- Choreographer: Christopher Wheeldon
- Music: Arvo Pärt
- Premiere: 22 January 2005 New York State Theater
- Original ballet company: New York City Ballet
- Created for: Wendy Whelan Jock Soto
- Genre: contemporary ballet

= After the Rain (ballet) =

2005 ballet by Christopher Wheeldon with music by Arvo Pärt

After the Rain is a ballet choreographed by Christopher Wheeldon on New York City Ballet to music of Arvo Pärt, including Tabula Rasa (first movement, Ludus) and Spiegel im Spiegel. The ballet premiered on January 22, 2005, at the New York State Theater, Lincoln Center. The final pas de deux is commonly performed separately from the remainder of the ballet.

==Production==

===Background===
After the Rain was commissioned as a part of New York City Ballet's annual New Combinations Evening, which honors the anniversary of George Balanchine’s birth with new ballets. It was the last ballet Wheeldon created for Jock Soto before Soto's retirement in June 2005.

===Choreography and music===
The first part of the ballet, set to Arvo Pärt's Tabula Rasa, features three couples. The second part is a pas de deux originated by Soto and Wendy Whelan, which Wheeldon said it was a "love letter, this poem to both of them as artists." The music, Pärt's Spiegel im Spiegel, was sent to Wheeldon by a friend after he said he was "stressed out." According to Wheeldon, the pas de deux was created within three rehearsals. The female dancer wears flat shoes instead of pointe shoes, which Whelan was initially "miffed and confused" about as she had never been off pointe in any New York City Ballet performance, and she later recalled thinking Wheeldon was making her "walk like an old lady", but later realized "exactly the opposite of that. It has so many images that are meaningful to me. It's so simple, and yet there's so much love in it." Wheeldon encouraged dancers to interpret the pas de deux in their own ways, and said the worst thing dancers could do is to "act" it.

==Revivals==
The pas de deux has since been danced by companies such as Joffrey Ballet, Pacific Northwest Ballet, San Francisco Ballet, The Australian Ballet and The Royal Ballet. In 2014, Whelan danced the pas de deux at her final performance with the New York City Ballet, and partnered Craig Hall.
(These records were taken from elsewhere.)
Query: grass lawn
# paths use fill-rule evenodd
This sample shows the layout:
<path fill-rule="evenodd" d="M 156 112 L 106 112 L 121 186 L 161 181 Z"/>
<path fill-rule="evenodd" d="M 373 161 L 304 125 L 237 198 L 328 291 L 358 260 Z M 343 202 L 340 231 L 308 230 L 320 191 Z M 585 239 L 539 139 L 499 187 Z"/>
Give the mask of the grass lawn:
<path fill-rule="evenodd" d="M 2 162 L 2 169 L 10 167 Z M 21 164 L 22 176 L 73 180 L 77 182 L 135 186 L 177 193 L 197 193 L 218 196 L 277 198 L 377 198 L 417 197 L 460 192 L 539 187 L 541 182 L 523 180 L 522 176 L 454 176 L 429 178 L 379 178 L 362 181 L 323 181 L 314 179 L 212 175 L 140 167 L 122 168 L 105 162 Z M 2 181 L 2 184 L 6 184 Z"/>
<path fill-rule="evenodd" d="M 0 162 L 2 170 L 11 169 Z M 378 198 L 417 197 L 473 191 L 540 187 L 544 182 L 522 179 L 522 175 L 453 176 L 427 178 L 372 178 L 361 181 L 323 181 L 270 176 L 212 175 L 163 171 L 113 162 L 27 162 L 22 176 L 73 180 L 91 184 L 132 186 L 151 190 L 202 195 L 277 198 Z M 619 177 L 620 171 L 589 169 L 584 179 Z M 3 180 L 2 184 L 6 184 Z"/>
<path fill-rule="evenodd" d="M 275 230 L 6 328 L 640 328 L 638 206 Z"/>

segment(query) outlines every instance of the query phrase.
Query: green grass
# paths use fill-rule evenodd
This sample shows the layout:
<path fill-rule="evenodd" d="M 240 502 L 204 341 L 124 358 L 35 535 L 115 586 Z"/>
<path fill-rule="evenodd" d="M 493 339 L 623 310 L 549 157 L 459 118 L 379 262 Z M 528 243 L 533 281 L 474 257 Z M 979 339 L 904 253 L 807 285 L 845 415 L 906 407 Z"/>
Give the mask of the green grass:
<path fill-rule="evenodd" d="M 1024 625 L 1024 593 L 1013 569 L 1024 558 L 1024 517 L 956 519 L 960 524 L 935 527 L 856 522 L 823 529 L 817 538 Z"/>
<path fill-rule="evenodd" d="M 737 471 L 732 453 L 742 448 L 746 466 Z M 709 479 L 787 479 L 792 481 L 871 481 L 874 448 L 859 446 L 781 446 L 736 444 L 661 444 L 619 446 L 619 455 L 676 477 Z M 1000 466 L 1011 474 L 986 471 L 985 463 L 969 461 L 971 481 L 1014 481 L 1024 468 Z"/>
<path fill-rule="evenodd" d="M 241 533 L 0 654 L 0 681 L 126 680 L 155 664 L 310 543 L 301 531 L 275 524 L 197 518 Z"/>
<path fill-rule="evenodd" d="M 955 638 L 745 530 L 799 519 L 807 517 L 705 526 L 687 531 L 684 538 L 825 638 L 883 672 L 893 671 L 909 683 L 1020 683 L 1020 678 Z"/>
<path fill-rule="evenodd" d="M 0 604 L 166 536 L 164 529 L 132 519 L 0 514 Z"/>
The Royal Ballet performed the entirety of After the Rain for the first time in 2016.

==Original cast==

- Wendy Whelan
- Sofiane Sylve
- Maria Kowroski

- Jock Soto
- Edwaard Liang
- Ask la Cour

Source:

==Videography==
In a 2013 video, Kowroski and la Cour performed the pas de deux on the roof of 4 World Trade Center, which has over 2 million views on YouTube as of 2016.

In light of the impact of the COVID-19 coronavirus pandemic on the performing arts, New York City Ballet released a recording of the pas de deux featuring Wendy Whelan and Craig Hall, recorded on October 9, 2012. San Francisco Ballet streamed a performance featuring Yuan Yuan Tan and Luke Ingham, as a part of the Director's Choice program.